CUE, Faculty Discuss Change in Curriculum
The newly-formed Committee on Undergraduate Education (CUE) may approve several changes in Harvard curriculum requirements this spring.
At its regularly-scheduled meeting Tuesday, the Faculty spent an hour discussing three questions of curriculum reform-posed by Dean May-concerning possible revisions in the Rales Relating to College Studies.
No action was taken on these questions. The purpose of the discussion was to gauge the range of Faculty opinion and assist the CUE in preparing legislation.
The questions were:
Should the Rules continue to prescribe that each candidate for the A.B. fulfill a set of concentration requirements?
Should the Rules continue to prescribe as a prerequisite for the A.B. degree the completion of 16 courses ordinarily to be taken at the rate of four courses a year?

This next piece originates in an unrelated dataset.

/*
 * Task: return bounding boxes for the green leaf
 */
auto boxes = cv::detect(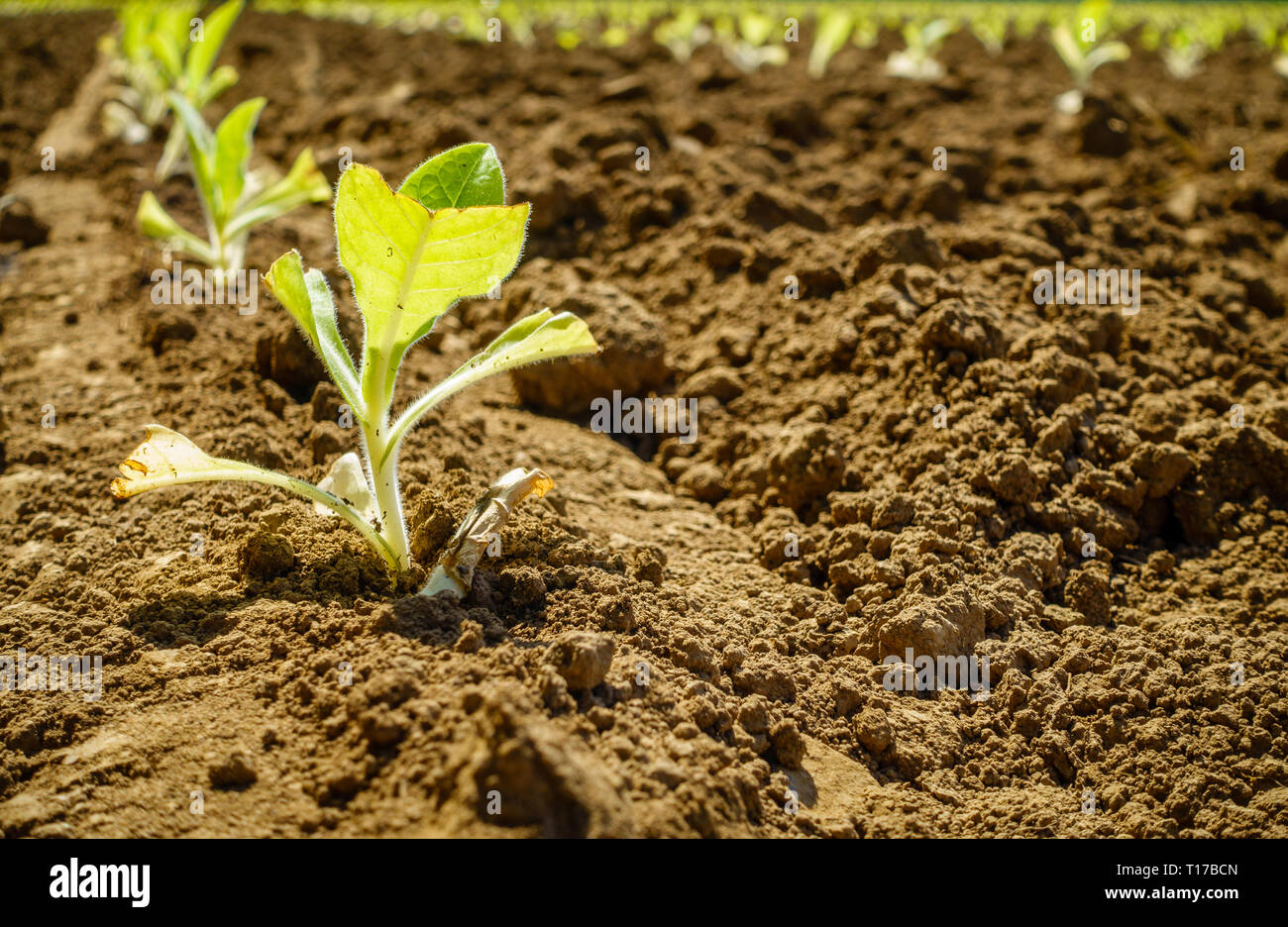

Should the Rules be altered to provide for some mechanism by which students might obtain credit toward an A.B. degree for applied or field work or for work in one of the performing arts?
Alternatives to rigid concentration requirements, May said, could be a concentration in general education or general studies, or the maintenance of requirements for honors candidates only.
"The main advantages of concentration, advanced tutorials, and the senior thesis are not generally for non-honors students anyway," May said. "It seems they could be relieved of concentration requirements without impairing the education of the majority."
May cited the large number of students choosing cross-departmental concentrations and the number rejected form their fist-choice concentrations-90 were rejected from History and Literature and 130 from Social Studies this year-as reasons for more flexible requirements.
Explaining his second question-the four-course rate-May suggested that Harvard might make credit dependent upon exams rather than courses passed.
"However, we must recognize that with greater freedom students may make mistakes," May said.
The third question-credit for field work or work in the arts-May said, involves official sanction of what is already common practice. The 1214 independentstudies approved this year include yoga exercises and illustrating children's books.
"We must first ask the broader question, what kind of college are we supposed to be?" Bruce Chalmers. Master of Winthrop House, said at the meeting. "I believe we should be an educational institution, not merely a passive environment."
"We must not move away from our responsibility to foster educational development," he said. "The discipline of study is learned through the study of a discipline, through study in depth of a field over several years."
Chalmers urged making requirements more demanding, not less. "We may have to look critically at our admission policy," he said, mentioning "the happy bottom quarter" and athletic scholarships.
"A major in Gen Ed as an alternative to individual concentrations seems to build on a weakness, not a strength," Otto Eckstein, professor of Economies, said.
Richard S. Tilden '71. a student member of the CUE, objected to Harvard's "elitist approach." "We all must acknowledge our limitations," he said. "Professors and students are equally ignorant when it comes to veritas."
"College must be a place where we can explore." he said, "not simply produce scholarship for scholarship's sake alone."